Coast guard officials said human traffickers tell migrants to tear up their identity documents so they can pose as asylum seekers from war-zones: most of the foreigners who turn up in Samos said they are from Afghanistan, Somalia or the Palestinian territories. The main sea route is from Turkey to the EU shores of Greek islands as close as a couple kilometers away.
"We are people, they are people - and we try to save them," said Partsafas. "It's difficult work." He said Turkish smugglers typically charge each immigrant $1,400 for the boat ride to Greece. They work with "facilitators" living in Greece, who try to keep the immigrants hidden from police and buy them batches of ferry tickets to the mainland, Samos coast guard chief Stylianos Partsafas said.
The crisis had prompted the EU to send urgent help to overwhelmed local authorities - one of the biggest projects of Frontex, the bloc's new border agency based in Warsaw, Poland. Members of the multinational team sent by Frontex describe the unusual challenges of fighting increasingly sophisticated smuggling operations.

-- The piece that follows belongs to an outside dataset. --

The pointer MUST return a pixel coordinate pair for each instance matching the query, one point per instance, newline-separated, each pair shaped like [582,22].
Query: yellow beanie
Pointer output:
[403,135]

Visiting officers from Frontex have arrest powers and can even carry guns. Twenty EU countries are currently helping Greece with personnel and equipment, Frontex spokeswoman Izabella Cooper said. They include translators and officers trained in recognizing the facial features of different ethnic groups. Greek coast guard patrols use radar, satellite navigation, and sophisticated night-vision equipment, helped by army observation posts on Samos' mountains, in their efforts to stop the clandestine boats.
Immigrants typically held for several months and then released with a formal order to leave the country in three weeks. But many end up staying. Often, they end up living in crowded apartments in Athens and other cities, often in squalid conditions, generating fears of a social crisis with unemployment rising and Greece on the brink of recession.